Most people end up at the #eager0 looking for help installing VMTools on various Linux distros and releases. My posts about Fedora 17 and Fedora 18 sit at the top of my most viewed posts list (that is until VMware's Facebook page gave me some love, and my crash course on Cloud Computing shot up to the number two spot).

I'm rebuilding my home lab (which wouldn't be possible without the support from Chesapeake NetCraftsmen!) these days, and as part of that effort I've been deploying some Fedora VMs again. But this time I thought I'd try something different: using open-vm-tools instead of the native VMware supplied VMTools. I've had success, and thought I'd share what I learned with you.

VMTools Status in the vSphere Client.
If you've ever run a virtual appliance, you've used open-vm-tools. You probably just didn't know it. The image to the right is the give-away.

open-vm-tools is easy to get up and running on a Fedora VM. MUCH easier than using the VMware provided VMTools.
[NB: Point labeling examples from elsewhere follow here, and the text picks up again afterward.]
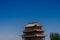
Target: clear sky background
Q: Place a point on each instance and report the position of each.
(14, 14)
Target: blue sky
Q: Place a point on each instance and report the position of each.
(14, 14)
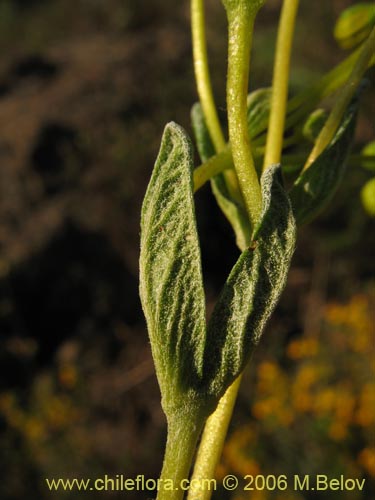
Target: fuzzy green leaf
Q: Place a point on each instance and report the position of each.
(171, 285)
(316, 185)
(252, 289)
(233, 211)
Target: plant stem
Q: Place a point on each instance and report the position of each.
(280, 83)
(183, 434)
(213, 166)
(202, 74)
(347, 92)
(212, 443)
(204, 88)
(240, 32)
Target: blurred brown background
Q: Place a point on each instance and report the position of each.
(86, 87)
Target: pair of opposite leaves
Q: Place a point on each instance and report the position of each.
(195, 363)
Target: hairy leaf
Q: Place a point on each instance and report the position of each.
(233, 211)
(316, 185)
(252, 289)
(171, 286)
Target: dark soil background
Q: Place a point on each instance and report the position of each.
(86, 88)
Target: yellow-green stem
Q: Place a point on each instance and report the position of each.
(202, 74)
(204, 88)
(183, 434)
(240, 32)
(280, 82)
(346, 94)
(212, 443)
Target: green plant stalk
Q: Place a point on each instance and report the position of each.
(346, 94)
(212, 443)
(280, 83)
(183, 434)
(204, 88)
(240, 33)
(202, 74)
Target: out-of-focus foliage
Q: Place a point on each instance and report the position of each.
(314, 414)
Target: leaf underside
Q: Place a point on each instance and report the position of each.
(195, 364)
(171, 285)
(253, 287)
(315, 186)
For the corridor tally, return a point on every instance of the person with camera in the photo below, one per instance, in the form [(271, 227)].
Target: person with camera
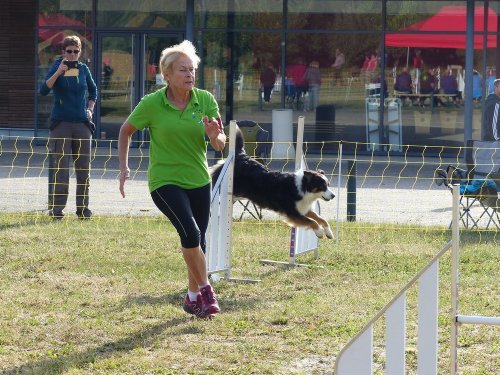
[(71, 128)]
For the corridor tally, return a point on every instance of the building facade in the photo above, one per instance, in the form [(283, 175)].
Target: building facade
[(335, 62)]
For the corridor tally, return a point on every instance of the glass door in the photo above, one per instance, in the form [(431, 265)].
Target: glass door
[(117, 72), (128, 70)]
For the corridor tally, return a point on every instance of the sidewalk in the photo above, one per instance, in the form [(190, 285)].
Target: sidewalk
[(389, 190)]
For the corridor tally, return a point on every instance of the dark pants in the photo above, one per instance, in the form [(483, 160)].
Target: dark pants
[(188, 210), (69, 141)]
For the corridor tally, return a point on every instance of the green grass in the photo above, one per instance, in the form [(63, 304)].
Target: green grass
[(104, 297)]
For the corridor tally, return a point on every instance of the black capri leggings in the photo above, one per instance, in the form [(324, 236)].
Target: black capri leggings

Of course, you'll trade functionality for simplicity: open-vm-tools will provide you with the core functionality of VMTools: the ability to request a graceful shutdown of your guest OS from your vSphere Web Client (or god forbid, the vSphere Client). VMware's VMTools for Linux has many other features that may be of use to you; I'll catalog those in a future post. For now, let's go over the open-vm-tools bit.

Now for the good news: open-vm-tools ships with Fedora 19, and will start automatically if Fedora detects that it's running as a VM on VMware software. So... you don't need to do anything! Pretty easy, right?

For Fedora 17 and 18, you'll need to grab the open-vm-tools package through yum:

sudo yum install open-vm-tools

Then reboot to complete the install and verify that open-vm-tools starts up properly. You're looking for that tell-tale sign above: VMware Tools: Running (3rd-party/Independent).

It's nice to see the inclusion of open-vm-tools in Fedora 19. It's even nicer that it is smart enough to run when it's needed. Unless you require those other features (many of which are beta) of VMTools, I highly recommend sticking with open-vm-tools for your Fedora boxes.